あんスタ(過去編)


【紅紫一年・晩秋】


僕がそれに気づいたのは偶然に偶然が重なった結果で、たぶん奇跡にも近い確率だった。

たまたま一日ちゃんと授業に出て、ジャージを持ってたから体育にも出席して、じゃんけんに負けてしまったから用具の片付けを任された。

その日の体育は急遽体育の先生が休みになった関係で本来予定していた野球ではなくて比較的用具もルールも少ないサッカーにだった。

使ったボールを用具室に押し込んで扉を締めたところで裏手、普段なら人も近寄らないようなそこから複数の人が話す声が聞こえる。

言い争うとまでは言わないけど、あまり穏やかではない声色になんとなく足を進めた。

「ふざけんなよ!」

そこにいたのは声を荒らげる三年生数人で、囲まれるようにして誰かが立っているらしい。何も返さないでいるその子にぎゃんぎゃんと汚い言葉を投げつけたそれのうちの一人がそこに置いてたバケツを勢い良く振った。

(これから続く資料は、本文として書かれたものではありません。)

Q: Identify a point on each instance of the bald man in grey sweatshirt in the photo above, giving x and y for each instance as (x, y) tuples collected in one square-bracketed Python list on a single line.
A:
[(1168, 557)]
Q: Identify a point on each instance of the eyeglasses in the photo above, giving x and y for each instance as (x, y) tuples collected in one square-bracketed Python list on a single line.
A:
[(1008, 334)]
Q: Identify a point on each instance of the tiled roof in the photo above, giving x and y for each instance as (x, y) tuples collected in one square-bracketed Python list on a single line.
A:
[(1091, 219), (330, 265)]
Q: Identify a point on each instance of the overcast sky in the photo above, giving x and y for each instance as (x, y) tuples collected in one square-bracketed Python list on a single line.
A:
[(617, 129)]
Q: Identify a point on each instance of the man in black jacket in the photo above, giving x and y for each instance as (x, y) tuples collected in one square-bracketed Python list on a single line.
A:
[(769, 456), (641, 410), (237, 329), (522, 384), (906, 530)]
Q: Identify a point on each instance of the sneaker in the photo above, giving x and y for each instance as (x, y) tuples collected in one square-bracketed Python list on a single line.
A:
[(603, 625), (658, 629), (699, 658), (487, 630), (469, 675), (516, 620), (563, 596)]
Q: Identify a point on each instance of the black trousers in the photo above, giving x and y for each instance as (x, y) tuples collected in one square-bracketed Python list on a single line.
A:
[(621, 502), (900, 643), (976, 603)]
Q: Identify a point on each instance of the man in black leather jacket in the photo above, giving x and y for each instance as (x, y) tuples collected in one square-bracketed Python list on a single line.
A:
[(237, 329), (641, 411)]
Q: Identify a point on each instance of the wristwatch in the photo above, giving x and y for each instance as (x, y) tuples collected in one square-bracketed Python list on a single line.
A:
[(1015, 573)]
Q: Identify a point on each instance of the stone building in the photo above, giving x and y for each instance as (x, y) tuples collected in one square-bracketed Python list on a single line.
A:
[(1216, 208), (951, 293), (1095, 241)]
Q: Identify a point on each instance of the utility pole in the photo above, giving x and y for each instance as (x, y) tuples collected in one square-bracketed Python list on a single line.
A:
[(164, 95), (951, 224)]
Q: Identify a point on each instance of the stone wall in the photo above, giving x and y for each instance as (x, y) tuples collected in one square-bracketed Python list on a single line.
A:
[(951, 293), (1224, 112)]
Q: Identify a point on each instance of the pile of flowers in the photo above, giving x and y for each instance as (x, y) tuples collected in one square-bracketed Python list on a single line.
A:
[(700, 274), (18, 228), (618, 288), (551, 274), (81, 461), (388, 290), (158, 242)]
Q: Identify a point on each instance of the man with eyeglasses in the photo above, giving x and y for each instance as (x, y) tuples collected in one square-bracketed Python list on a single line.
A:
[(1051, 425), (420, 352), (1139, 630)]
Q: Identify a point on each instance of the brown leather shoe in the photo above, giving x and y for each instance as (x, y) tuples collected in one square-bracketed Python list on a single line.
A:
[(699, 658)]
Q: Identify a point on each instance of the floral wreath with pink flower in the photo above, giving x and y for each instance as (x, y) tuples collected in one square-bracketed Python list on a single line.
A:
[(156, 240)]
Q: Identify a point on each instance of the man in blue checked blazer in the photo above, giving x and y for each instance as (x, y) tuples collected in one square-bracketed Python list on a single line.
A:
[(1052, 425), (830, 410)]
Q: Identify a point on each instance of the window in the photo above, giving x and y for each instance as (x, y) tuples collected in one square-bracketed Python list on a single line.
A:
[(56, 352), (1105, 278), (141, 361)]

ぱっと取り囲んでた人たちはそれを避ける。ばしゃりとよく耳にする水の音が響いた。

濡れ鼠になってしまったその子は頭から水を垂らしていて、ゆっくりと顔を上げると微笑む。

『…―今日は、もういいですか?』

澄んだ赤色の瞳はとても冷えていて、見据えられているのは僕じゃないのに心臓が掴まれたような錯覚がした。

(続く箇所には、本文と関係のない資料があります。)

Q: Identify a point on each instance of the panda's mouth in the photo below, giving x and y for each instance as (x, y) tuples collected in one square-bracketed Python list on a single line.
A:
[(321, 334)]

案の定、見据えられた本人たちは一瞬肩を震わせてから舌打ちを響かせる。

「っ、あんまちょーしこいてんじゃねぇぞ!」

「次邪魔したらただじゃおかねぇ!」

凄んだつもりなんだろうけど全く意に介しない表情の彼に、悪態をついて遠ざかっていくその人たちのほうが気圧されてたように見えた。

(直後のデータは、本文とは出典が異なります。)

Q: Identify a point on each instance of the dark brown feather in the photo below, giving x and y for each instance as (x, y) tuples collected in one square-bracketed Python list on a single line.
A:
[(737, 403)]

三人が消えたのを見てため息を吐いたその子は濡れて張り付いた前髪を上げ、その拍子にばちりと音でも立ちそうなくらいしっかりと目があってしまう。

「『かぜ』ひいちゃいますよ?」

なんとなく声をかけて近寄り、持ってたタオルで頬を撫でる。驚いたように目を丸くしたあと細めるともう一度、静かに息を吐いた。

『お見苦しいものを見せてしまってすみません』

「『ぬすみみ』してたのはぼくですから『きにしない』でください」

ぽんぽんと肌を撫でても髪の方から垂れてくる水で濡れてしまうから纏めるように拭う。迷ったように視線を左右に振ったあと伸びてきた手がタオルを受け取った。

『お手数をおかけしました』

慣れた手つきで髪を拭う彼に今度は僕が目を細める。

「……―『あれ』は、よく『ある』んですか?」

『………そんなに頻繁ではないですよ』

微妙な間。返ってきた言葉は信憑性にかけるけどそれ以上なんて言ったらいいのかわからない。

「…『もしも』こまったら、ぼくじゃなくてもいいので『かならず』だれかに『そうだん』してくださいね」

唇を一瞬噛んだ彼はいつものように微笑む。

『もしそのときになったら、頼らせていただくかもしれません』

「…―はい、いつでも『まってます』よ」

タオルで水分がある程度なくなった毛先に触れると柔らかくて、一緒に触れた頬は少し冷たい。

「『かぜ』をひかないようきをつけてください。『きがえ』はあるんですか?」

『部室に用意がありますので、そんな気になさらないでください』

「……きみはすこし、ひとに『しんぱい』されてることを『じかく』したほうがいいです。みていて『あぶなっかしい』」

『…ええ、気をつけます』

あまり意味のわかってないようなその表情と声に不安を覚えないわけではないけど、ぽっと出の僕が言ったところできっと、僕の気持ちの三割だって伝わらない。

歯痒さを感じるのはたぶん、僕が自覚している以上に彼は大きな存在だからなんだろう。

「…はい、きをつけてください」

ちょっとでも、ほんのすこしでもいいから僕の気持ちが伝われと願いを込め、タオルを顔にかけてその上から唇を寄せた。